Young People, Violence and Strategic Interventions in Sub-Saharan African Countries

Wednesday, 9 July 2025: 15:30
Location: ASJE023 (Annex of the Faculty of Legal, Economic, and Social Sciences)
Oral Presentation
Kammila NAIDOO, University of Johannesburg, South Africa
Oluwafemi ADEAGBO, University of Iowa, USA
Xiaoming LI, University of South Caroline, USA
The book adopts a clinical sociological paradigm to capture core themes focusing on the ways in which young people living in Sub-Saharan African countries engage vulnerabilities and contend with and counteract violence (sexual and gender-based – but also structural, political, socio-economic, intimate, and familial). The chapters of the book bring in data and case studies from a range of SSA countries, notably: Botswana, Eswatini, Ghana, Kenya, Malawi, Mozambique, Namibia, Nigeria, Senegal, South Africa, Tanzania, Uganda, and Zambia. While the findings and insights are diverse, a core set of themes predominate: they reveal that violence, embedded in everyday and mundane lived realities, is a complex issue and should be probed using intersectional tools of analysis. While moments of political and xenophobic violence are reflected upon, critical attention is firmly on young women and their grappling with SGBV. In recent years, with brisk growth in Internet access and social media and online engagements, cyberviolence has emerged as a new threat for young women and men. The COVID lens has magnified micro-struggles and long-standing structural problems showing how inequities and social and political disadvantages have created an infrastructure through which violence has been exacerbated.
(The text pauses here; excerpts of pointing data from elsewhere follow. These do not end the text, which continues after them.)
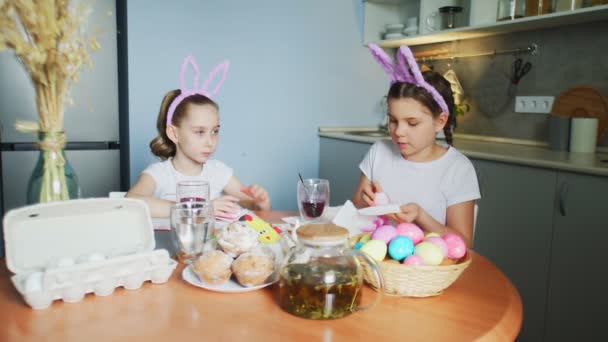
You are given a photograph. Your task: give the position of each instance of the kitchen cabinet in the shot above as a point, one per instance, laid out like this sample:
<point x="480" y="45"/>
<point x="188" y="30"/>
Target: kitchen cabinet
<point x="546" y="230"/>
<point x="339" y="163"/>
<point x="577" y="291"/>
<point x="378" y="13"/>
<point x="513" y="230"/>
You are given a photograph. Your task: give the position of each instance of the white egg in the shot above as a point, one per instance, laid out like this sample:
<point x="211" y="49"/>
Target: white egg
<point x="33" y="283"/>
<point x="66" y="262"/>
<point x="96" y="257"/>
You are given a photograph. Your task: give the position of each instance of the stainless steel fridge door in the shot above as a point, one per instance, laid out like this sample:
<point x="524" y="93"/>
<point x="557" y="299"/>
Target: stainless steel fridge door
<point x="94" y="114"/>
<point x="97" y="171"/>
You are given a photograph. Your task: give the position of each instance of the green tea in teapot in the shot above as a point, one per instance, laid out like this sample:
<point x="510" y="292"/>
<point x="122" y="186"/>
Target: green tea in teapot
<point x="320" y="290"/>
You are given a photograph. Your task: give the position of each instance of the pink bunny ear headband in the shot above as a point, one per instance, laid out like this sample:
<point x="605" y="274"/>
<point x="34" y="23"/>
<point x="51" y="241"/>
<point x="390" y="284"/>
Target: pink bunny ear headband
<point x="408" y="73"/>
<point x="204" y="89"/>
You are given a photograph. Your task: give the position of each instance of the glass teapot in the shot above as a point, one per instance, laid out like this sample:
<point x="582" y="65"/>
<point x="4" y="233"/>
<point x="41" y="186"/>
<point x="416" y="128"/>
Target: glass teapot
<point x="321" y="278"/>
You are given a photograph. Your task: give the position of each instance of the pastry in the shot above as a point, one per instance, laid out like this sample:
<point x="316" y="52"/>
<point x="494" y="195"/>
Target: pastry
<point x="253" y="268"/>
<point x="213" y="267"/>
<point x="237" y="238"/>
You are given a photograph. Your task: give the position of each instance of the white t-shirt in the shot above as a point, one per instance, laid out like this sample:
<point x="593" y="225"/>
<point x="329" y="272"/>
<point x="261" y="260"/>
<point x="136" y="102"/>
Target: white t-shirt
<point x="433" y="185"/>
<point x="166" y="177"/>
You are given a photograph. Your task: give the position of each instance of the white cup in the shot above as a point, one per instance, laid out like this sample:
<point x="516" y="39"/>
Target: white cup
<point x="583" y="135"/>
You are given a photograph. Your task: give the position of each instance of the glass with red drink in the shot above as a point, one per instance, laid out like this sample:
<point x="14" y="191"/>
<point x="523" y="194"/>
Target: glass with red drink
<point x="313" y="198"/>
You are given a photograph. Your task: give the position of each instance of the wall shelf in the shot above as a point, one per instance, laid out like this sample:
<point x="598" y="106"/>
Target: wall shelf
<point x="583" y="15"/>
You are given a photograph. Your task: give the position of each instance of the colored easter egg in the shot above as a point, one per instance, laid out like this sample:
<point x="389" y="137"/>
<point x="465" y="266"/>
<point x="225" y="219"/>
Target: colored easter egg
<point x="456" y="246"/>
<point x="414" y="260"/>
<point x="431" y="234"/>
<point x="384" y="233"/>
<point x="430" y="254"/>
<point x="376" y="249"/>
<point x="400" y="248"/>
<point x="410" y="230"/>
<point x="381" y="199"/>
<point x="384" y="219"/>
<point x="365" y="237"/>
<point x="439" y="242"/>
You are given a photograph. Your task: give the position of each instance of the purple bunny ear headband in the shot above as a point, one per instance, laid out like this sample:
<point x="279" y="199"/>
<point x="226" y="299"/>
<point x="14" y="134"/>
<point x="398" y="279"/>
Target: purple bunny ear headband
<point x="405" y="70"/>
<point x="204" y="89"/>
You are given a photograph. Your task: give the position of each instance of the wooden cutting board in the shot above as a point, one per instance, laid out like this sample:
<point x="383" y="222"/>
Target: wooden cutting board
<point x="583" y="102"/>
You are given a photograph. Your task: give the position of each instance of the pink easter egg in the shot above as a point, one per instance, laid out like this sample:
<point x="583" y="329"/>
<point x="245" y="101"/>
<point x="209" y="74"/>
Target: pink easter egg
<point x="384" y="233"/>
<point x="368" y="229"/>
<point x="410" y="230"/>
<point x="414" y="260"/>
<point x="439" y="242"/>
<point x="384" y="219"/>
<point x="456" y="246"/>
<point x="381" y="199"/>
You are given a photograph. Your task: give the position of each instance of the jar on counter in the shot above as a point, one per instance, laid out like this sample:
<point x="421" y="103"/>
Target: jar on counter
<point x="511" y="9"/>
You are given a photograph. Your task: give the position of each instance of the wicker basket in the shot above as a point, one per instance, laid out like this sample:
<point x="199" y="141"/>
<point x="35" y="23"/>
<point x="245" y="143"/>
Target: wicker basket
<point x="416" y="281"/>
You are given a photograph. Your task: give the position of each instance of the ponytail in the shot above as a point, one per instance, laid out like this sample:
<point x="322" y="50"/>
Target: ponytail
<point x="161" y="146"/>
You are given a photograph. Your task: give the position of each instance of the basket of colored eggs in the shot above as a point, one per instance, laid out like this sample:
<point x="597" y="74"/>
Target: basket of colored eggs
<point x="412" y="264"/>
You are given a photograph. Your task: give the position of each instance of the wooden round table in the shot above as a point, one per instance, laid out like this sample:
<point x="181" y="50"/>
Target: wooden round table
<point x="481" y="304"/>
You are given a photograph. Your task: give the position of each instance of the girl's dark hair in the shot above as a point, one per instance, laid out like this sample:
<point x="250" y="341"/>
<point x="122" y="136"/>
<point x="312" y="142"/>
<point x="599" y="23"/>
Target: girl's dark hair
<point x="400" y="90"/>
<point x="162" y="146"/>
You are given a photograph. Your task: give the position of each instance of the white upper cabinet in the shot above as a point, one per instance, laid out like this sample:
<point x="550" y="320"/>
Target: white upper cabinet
<point x="478" y="19"/>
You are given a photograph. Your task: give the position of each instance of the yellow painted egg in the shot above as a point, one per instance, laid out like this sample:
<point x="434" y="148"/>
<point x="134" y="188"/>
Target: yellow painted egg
<point x="376" y="249"/>
<point x="429" y="252"/>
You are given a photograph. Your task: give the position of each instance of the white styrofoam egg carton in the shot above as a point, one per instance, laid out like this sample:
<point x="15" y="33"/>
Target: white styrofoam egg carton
<point x="64" y="250"/>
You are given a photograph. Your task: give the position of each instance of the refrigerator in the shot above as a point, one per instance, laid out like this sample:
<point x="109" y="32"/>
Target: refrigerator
<point x="93" y="125"/>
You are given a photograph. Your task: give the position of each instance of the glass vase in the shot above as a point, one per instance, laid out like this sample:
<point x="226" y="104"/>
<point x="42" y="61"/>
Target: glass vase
<point x="53" y="178"/>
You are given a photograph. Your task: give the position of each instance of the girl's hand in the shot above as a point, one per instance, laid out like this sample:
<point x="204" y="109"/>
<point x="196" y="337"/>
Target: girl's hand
<point x="368" y="193"/>
<point x="226" y="206"/>
<point x="259" y="195"/>
<point x="409" y="213"/>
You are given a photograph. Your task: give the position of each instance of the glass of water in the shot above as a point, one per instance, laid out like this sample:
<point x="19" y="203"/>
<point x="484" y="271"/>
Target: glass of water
<point x="192" y="191"/>
<point x="191" y="225"/>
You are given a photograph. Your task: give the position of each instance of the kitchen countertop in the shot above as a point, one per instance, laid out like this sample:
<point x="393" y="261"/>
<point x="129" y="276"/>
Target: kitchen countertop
<point x="523" y="152"/>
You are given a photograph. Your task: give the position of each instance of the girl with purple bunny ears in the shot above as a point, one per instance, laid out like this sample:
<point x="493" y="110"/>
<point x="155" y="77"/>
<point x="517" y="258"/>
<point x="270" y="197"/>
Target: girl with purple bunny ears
<point x="188" y="132"/>
<point x="434" y="184"/>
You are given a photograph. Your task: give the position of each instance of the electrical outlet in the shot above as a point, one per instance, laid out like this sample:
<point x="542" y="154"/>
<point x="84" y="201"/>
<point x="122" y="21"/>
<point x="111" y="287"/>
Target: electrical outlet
<point x="533" y="104"/>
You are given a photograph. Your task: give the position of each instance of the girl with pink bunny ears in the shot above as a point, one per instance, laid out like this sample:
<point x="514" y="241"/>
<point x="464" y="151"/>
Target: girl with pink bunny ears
<point x="188" y="132"/>
<point x="434" y="184"/>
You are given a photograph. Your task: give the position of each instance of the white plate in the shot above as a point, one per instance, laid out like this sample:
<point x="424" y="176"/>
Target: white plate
<point x="393" y="36"/>
<point x="231" y="286"/>
<point x="380" y="210"/>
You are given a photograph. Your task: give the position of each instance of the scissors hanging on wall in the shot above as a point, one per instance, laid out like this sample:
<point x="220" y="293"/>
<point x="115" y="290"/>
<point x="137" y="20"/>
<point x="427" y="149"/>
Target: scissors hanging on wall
<point x="519" y="70"/>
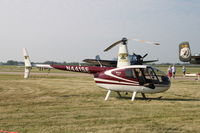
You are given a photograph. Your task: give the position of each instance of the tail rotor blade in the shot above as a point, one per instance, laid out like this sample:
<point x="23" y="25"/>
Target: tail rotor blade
<point x="144" y="41"/>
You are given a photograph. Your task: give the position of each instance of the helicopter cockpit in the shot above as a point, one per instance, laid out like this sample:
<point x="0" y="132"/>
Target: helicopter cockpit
<point x="148" y="75"/>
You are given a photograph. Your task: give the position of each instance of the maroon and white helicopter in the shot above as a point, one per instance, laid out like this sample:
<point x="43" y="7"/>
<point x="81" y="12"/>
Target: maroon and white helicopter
<point x="123" y="78"/>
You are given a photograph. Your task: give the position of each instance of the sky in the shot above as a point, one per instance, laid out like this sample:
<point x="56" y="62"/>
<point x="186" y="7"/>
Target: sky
<point x="73" y="30"/>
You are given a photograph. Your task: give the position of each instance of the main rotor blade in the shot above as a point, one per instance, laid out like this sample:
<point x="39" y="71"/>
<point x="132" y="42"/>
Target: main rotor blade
<point x="111" y="46"/>
<point x="144" y="41"/>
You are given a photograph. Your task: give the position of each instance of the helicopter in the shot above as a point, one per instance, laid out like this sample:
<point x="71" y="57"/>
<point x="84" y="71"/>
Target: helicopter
<point x="123" y="78"/>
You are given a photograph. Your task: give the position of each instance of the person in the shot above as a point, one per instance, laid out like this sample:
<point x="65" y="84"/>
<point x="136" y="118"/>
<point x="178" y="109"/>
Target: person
<point x="169" y="72"/>
<point x="173" y="71"/>
<point x="183" y="70"/>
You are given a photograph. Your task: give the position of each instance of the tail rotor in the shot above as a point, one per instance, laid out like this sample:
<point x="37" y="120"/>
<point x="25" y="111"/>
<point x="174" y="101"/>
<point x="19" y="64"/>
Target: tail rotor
<point x="27" y="64"/>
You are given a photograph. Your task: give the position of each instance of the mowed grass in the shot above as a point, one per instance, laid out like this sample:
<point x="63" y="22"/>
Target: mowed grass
<point x="73" y="103"/>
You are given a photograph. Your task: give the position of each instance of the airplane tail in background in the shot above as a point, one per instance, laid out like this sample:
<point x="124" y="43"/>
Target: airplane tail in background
<point x="27" y="64"/>
<point x="184" y="52"/>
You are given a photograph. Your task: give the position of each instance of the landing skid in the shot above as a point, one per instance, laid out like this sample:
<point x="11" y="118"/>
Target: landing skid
<point x="133" y="96"/>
The book focuses on masculinities constructed by colonial and apartheid histories, social and economic crises, racism, and state disregard, but with the message that marginality should not be reified nor the gendered practices of young men oversimplified. Generally, in all the chapters, contextual specificities and insightful case studies offer thoughts and arguments about how violence manifests, what interventionist strategies are compelling, and how young people’s proactive involvement in interventions could begin to address the problem of violence.